Easy é uma série interessante. Dirigida por Joe Swanberg (EUA, 2016), Easy  (foto) não nos apresenta episódios empolgantes em que, a cada minuto, o espectador vira expectador, com o fôlego suspenso e afastando o costado do sofá. Trata-se de uma série sobre os fatos da vida, os fatos miúdos, comezinhos, que infestam o nosso cotidiano.

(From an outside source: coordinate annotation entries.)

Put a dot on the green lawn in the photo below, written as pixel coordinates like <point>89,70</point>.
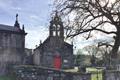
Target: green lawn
<point>7,78</point>
<point>96,73</point>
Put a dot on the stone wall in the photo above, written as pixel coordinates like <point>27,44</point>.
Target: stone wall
<point>43,73</point>
<point>11,50</point>
<point>111,75</point>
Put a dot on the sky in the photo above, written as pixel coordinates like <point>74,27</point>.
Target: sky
<point>35,15</point>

Não há heroísmos narrados de modo grandiloquente ou apelando para o maravilhoso, para Thaumas, o Espanto, assim como não há tragédias irreparáveis e aniquilatórias, fazendo o herói dar-se conta de sua humana e necessária fragilidade. Aliás, não há heróis, apenas pessoas, que tentam levar adiante sua vida, com as angústias naturais do ser humano. Talvez, por isto, o título ambíguo: é fácil atingir o espectador, que parece estar ali vivendo cada um dos seus pequenos dramas, sem ficções elaboradas ou furos de verossimilhança, às vezes necessários para sustentar o suspense. Não há suspenses. Há vida, apenas vida, fácil de se reconhecer.

Ao mesmo tempo em que a série desperta uma empatia com o espectador, ela ironiza o próprio título, mostrando que a vida não é fácil. Para se tentar ter uma vida fácil, precisamos de muita complexidade e nem sempre conseguimos atingir o que planejamos como ideal.

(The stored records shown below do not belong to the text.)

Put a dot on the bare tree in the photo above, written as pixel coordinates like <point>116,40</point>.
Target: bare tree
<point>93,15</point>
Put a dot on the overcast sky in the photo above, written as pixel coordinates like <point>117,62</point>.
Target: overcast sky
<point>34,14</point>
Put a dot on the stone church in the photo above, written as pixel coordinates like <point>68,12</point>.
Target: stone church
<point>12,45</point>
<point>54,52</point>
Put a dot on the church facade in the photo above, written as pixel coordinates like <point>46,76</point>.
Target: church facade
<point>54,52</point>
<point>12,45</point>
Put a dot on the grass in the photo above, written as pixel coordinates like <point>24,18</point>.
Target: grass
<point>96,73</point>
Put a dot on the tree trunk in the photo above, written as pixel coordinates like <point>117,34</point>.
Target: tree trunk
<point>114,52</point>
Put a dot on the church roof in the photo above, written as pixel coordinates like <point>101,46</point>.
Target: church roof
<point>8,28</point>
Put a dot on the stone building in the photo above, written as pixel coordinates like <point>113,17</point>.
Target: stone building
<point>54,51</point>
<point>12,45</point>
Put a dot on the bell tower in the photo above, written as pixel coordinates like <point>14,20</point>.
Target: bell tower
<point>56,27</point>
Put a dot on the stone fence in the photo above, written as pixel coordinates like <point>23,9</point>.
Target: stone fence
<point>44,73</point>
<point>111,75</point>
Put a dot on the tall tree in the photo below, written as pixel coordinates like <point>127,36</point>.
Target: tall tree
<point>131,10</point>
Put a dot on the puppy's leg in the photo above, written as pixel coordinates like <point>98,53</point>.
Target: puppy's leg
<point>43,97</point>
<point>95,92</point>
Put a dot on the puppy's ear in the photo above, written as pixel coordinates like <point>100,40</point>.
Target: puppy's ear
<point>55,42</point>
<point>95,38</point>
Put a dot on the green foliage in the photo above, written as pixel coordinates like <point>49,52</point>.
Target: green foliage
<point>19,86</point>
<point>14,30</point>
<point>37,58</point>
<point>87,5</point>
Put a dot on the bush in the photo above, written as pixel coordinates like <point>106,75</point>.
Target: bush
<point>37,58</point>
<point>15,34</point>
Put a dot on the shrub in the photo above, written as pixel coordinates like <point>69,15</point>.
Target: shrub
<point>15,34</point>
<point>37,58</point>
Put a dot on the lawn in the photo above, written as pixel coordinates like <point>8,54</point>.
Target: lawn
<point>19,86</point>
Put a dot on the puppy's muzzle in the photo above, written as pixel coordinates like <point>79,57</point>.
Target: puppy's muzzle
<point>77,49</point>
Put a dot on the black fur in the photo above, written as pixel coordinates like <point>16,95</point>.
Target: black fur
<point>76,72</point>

Dentre os conflitos cotidianos que nos afligem está a, ainda, incompreensão do sexo. Os homens passaram milênios oprimindo as mulheres, sem o menor desejo de conhecê-las integralmente, sem o menor desejo de vê-las como seres humanos constituídos daquela mesma essência que os constitui: o desejo. A série parece abrir um espaço para se discutir a fragilidade do homem com relação à nova posição da mulher, mas sobretudo para o fato de que as mulheres podem até conhecer a anatomia do homem mais do que o homem conhece a delas, porém ainda titubeiam no que diz respeito à fisiologia, sobretudo quando se trata de tempos de prazer e da idade. Acredito até que seja por culpa do próprio homem, por séculos de propaganda como amante insaciável. Cada um se via ou se vê como um Casanova ou Don Juan. Quando a mulher, buscando e exigindo a reciprocidade do prazer se revelou, o amante insaciável ruiu e mostrou-se um ser humano frágil e inseguro.

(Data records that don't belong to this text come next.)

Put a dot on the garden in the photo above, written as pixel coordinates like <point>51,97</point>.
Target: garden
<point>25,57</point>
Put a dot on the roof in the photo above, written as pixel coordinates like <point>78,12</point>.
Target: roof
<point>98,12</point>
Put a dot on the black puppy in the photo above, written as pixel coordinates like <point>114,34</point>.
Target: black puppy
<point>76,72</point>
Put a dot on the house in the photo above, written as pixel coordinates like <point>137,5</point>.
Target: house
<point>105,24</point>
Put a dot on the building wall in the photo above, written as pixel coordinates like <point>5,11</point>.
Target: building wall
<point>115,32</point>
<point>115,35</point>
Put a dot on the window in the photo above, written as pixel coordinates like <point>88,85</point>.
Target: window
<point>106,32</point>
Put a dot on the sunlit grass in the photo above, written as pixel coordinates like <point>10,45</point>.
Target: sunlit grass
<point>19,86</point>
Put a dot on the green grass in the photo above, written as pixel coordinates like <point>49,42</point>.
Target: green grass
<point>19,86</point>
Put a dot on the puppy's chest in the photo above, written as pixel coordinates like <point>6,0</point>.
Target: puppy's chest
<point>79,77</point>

Mas a série não fica só em sexo, senão seria entediante. Os relacionamentos mostram as aflições e inseguranças entre as pessoas que, mesmo diante de tanta evolução, continuam as mesmas. Com o agravante do celular, tecnologia para o bem e para o mal, que já está afastando as pessoas umas das outras, mais do que as aproximando. O mais difícil parece ser o egoísmo, as intransigências, o orgulho, a falta do diálogo, a insegurança e medo de saber como chegar ao outro, todos estes monstros que habitam e pululam dentro de nós.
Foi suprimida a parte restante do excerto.